GËRONIMO.— De cinquante-deux à soixante-quatre, il y a douze ans, ce me semble. Cinq ans en Hollande, font dix-sept ; sept ans en Angleterre, font vingt-quatre ; huit dans notre séjour à Rome, font trente-deux ; et vingt que vous aviez lorsque nous nous connûmes, cela fait justement cinquante-deux : si bien, Seigneur Sganarelle, que, sur votre propre confession, vous êtes environ à votre cinquante-deuxième ou cinquante-troisième année.

Alors que la lente mais implacable progression du dialogue laisse pressentir le verdict de Géronimo au spectateur, Molière le surprend par une ultime trouvaille, la désarmante réaction de Sganarelle :

Qui, moi ? Cela ne se peut pas.

Ce mot extraordinaire ne « porte » que parce qu’il a été savamment amené par les répliques précédentes ; c’est précisément dans cet art d’exploiter un effet comique que Molière est passé maître.

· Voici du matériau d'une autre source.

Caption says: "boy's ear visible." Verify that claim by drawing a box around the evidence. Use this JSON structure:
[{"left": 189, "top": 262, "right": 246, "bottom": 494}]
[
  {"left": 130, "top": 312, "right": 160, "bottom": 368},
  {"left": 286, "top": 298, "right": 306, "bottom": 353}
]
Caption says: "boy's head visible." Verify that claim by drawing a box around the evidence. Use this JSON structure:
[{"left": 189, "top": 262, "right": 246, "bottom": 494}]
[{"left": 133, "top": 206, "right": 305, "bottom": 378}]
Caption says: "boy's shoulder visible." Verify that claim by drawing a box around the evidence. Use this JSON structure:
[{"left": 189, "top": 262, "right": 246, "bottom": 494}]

D’ailleurs le poète, qui possède un véritable génie de la synthèse, continue de puiser dans la tradition séculaire de la farce qui plaît à la cour autant qu’à la ville, avec ses procédés comiques traditionnels tels que l’énumération, ou les gestes mécaniques alliés aux flux du propos :

PANCRACE.— Homme de suffisance, homme de capacité (s’en allant). Homme consommé dans toutes les sciences naturelles, morales, et politiques (revenant). Homme savant, savantissime per omnes modos et casus [2] (s’en allant). Homme qui possède, superlative, fables, mythologies et histoires (revenant). Grammaire, poésie, rhétorique, dialectique, et sophistique (s’en allant). Mathématique, arthmétique, optique, onirocritique, physique, et métaphysique (revenant). Cosmimométrie, géométrie, architecture, spéculoire et spéculatoire (en s’en allant). Médecine, astronomie, astrologie, physionomie, métoposcopie, chiromancie, géomancie, etc.

Ainsi, sans doute pris par le temps, Molière se contente d’exploiter dans Le Mariage forcé différents lazzi qu’il fond avec une parfaite maîtrise dramaturgique, et, de cette pièce sans prétention, il parvient à faire un spectacle comique parfaitement efficace qui suscite constamment le rire.

[1] Entre autres, les formulations de Marphurius très proches de celles de Trouillogan.

[2] Per omnes modos et casus : dans tous les cas et tous les modes.